Fair and Feast

 

 

"Fair and Feast” was written for the final concert to celebrate the 750th         Anniversary of the granting of the first Charter to Saffron Walden, and was first performed in the Parish Church at Saffron Walden in September 1986 under the direction of Hugh Keelan.

 

The work is a tribute to a medieval market town in the form of a choral and orchestral tone poem describing a market day from dawn to dusk.  George Barker, who compiled the text from a wide variety of traditional sources, supplied the following note for the first performance:

 

Obvously it must be summer time since the baritone soloist welcomes the day when it just past three o'clock. It is true that the Feast of St. Blaze is in February, but let that pass. It is a busy day. The music for dawn has grown from soft, high flown flutes and fiddles to a quickening climax with the baritone greeting the arriving traders. They come over the hill - the drovers, the farmers, the dairy maids and the crokers. So the first scherzo is reached - the assembled market.
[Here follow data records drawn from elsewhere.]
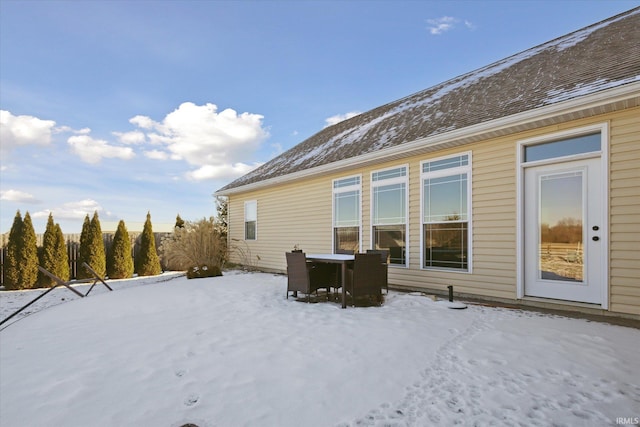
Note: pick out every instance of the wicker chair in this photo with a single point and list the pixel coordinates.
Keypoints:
(367, 277)
(384, 255)
(303, 277)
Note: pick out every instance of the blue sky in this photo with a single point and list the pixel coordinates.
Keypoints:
(126, 107)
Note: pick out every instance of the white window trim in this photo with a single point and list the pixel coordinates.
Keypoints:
(335, 191)
(521, 165)
(468, 169)
(244, 222)
(397, 180)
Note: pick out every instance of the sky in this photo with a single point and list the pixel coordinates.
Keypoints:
(129, 107)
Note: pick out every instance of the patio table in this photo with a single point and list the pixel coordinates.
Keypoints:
(342, 259)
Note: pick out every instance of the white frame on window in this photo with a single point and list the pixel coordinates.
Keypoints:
(254, 217)
(440, 173)
(356, 186)
(603, 154)
(400, 178)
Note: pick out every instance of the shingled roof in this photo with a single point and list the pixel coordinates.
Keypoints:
(596, 58)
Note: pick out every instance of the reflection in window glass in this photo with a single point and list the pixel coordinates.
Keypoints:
(250, 220)
(392, 238)
(445, 198)
(346, 214)
(446, 245)
(389, 216)
(445, 213)
(389, 204)
(566, 147)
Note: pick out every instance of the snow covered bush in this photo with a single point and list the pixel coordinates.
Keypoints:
(199, 247)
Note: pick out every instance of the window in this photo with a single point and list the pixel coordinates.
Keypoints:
(565, 147)
(250, 220)
(445, 212)
(389, 213)
(346, 214)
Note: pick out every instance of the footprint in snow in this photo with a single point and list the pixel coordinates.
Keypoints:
(191, 400)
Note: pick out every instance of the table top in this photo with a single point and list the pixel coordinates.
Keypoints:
(331, 257)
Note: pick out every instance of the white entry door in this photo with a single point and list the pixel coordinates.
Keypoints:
(564, 238)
Sharp-practising tradesmen cheat their customers, thieves filch, women quarrel, the children scream and tumble. Weaving girls cry 'Poverty, poverty knocks' but the crowd rallies with an 'Alleluya'.

 

There is a short interlude for orchestra while the market is dismantled.  This is the Feast of St. Blaze, patron saint of the Wool Staplers, and once a year the town gathers behind the Corporation and Town Band and, marching, beats the bounds. They sing their great hymn to St. Blaze until the Town Crier cries 'There's good ale at the sign of the Rose'.

 

So a grace and a toast to the town is sung, and they fall a-feasting (in the second scherzo) to a very varied Elizabethan menu. Gradually they are overcome and speech becomes more and more incoherent. Taking not the slightest notice, the Watchman returns.  'Praise ye God the Lord. To bed good people'. He sounds his horn. The good people's mumbling answer leads back to the music of dawn which this time dies away to a solo fiddle."